Mayon Planetarium and Science Park
- Coordinates: 13°17′03″N 123°40′18″E﻿ / ﻿13.28417°N 123.67167°E
- Type: Planetarium and Geology museum
- Owner: Tabaco City Government
- Building details

General information
- Status: Completed
- Location: Tabaco, Albay, Philippines
- Inaugurated: 2006

= Mayon Planetarium and Science Park =

Planetarium and geology museum in Albay, Philippines

The Mayon Planetarium and Science Park, also known as the Virtual Mayon Simulation and Observatory Facility, is a planetarium and geology museum in the city of Tabaco in Albay, Philippines.

The planetarium was built under the initiative of former House of Representatives member, Edcel Lagman Sr. Its construction was funded by the Priority Development Assistance Fund allocated to Lagman. The facility is operated by the city government of Tabaco.
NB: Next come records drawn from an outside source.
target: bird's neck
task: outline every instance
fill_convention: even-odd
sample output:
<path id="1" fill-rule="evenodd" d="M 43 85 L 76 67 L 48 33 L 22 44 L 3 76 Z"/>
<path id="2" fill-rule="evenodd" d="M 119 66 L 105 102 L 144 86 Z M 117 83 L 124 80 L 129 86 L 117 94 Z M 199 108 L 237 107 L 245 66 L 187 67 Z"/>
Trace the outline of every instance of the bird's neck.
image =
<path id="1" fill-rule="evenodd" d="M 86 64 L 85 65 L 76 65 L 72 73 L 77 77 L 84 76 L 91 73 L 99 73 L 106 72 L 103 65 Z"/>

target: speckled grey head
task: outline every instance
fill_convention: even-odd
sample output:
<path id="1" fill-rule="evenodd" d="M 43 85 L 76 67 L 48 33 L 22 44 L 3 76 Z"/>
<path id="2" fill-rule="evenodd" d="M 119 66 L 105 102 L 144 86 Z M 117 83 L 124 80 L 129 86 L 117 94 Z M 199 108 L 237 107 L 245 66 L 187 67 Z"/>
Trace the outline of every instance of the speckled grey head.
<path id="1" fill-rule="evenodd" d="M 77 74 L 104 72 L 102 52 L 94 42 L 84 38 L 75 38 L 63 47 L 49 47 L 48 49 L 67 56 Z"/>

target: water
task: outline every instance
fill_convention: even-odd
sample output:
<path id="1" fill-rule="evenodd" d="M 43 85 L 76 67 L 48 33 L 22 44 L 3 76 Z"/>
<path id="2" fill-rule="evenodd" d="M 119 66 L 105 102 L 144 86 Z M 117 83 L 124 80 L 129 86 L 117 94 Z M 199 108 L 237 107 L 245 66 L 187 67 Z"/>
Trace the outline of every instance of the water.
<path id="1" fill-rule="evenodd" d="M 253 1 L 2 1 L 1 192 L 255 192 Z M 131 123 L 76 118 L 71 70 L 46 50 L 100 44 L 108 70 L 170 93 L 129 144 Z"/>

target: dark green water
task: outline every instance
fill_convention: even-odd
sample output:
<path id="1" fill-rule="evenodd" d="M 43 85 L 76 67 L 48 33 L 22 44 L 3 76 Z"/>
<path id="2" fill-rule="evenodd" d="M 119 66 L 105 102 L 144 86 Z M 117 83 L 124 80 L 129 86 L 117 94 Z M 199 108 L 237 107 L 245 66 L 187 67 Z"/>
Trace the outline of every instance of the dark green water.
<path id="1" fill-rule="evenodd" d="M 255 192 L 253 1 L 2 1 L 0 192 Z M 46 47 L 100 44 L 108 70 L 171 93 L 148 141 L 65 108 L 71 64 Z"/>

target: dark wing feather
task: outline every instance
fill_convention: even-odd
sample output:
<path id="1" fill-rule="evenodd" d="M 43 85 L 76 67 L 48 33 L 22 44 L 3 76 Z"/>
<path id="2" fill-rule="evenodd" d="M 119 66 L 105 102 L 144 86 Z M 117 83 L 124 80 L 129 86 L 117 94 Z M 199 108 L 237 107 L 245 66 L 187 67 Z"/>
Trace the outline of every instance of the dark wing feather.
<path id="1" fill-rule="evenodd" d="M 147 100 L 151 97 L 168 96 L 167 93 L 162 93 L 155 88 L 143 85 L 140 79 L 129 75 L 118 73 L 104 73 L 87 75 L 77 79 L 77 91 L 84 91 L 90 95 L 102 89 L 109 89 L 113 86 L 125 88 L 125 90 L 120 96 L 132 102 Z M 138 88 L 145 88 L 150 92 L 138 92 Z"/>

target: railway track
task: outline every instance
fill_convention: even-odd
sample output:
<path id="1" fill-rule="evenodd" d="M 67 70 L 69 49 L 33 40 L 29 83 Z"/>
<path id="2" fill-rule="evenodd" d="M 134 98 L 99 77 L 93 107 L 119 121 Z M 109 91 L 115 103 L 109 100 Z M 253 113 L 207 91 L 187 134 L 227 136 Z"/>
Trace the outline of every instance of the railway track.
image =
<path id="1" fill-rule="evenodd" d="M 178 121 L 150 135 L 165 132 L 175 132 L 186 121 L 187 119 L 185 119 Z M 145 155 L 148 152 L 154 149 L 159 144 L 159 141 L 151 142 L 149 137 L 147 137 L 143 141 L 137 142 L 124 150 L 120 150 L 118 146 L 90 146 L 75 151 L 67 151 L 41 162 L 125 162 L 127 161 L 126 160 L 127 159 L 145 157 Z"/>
The facility is situated 854 m above sea level at the foot of the Mayon Volcano within the 6 km permanent danger zone and was opened in March 2006. The planetarium grounds covers a 1000 sqm area. The planetarium also host observation facilities which offers panoramic view of nearby towns and geographical features including the Mayon Volcano itself.

The building has a single storey and hosts four rooms which houses a library, the virtual room, a mini-museum and an audiovisual hall. The dome measures 6 m.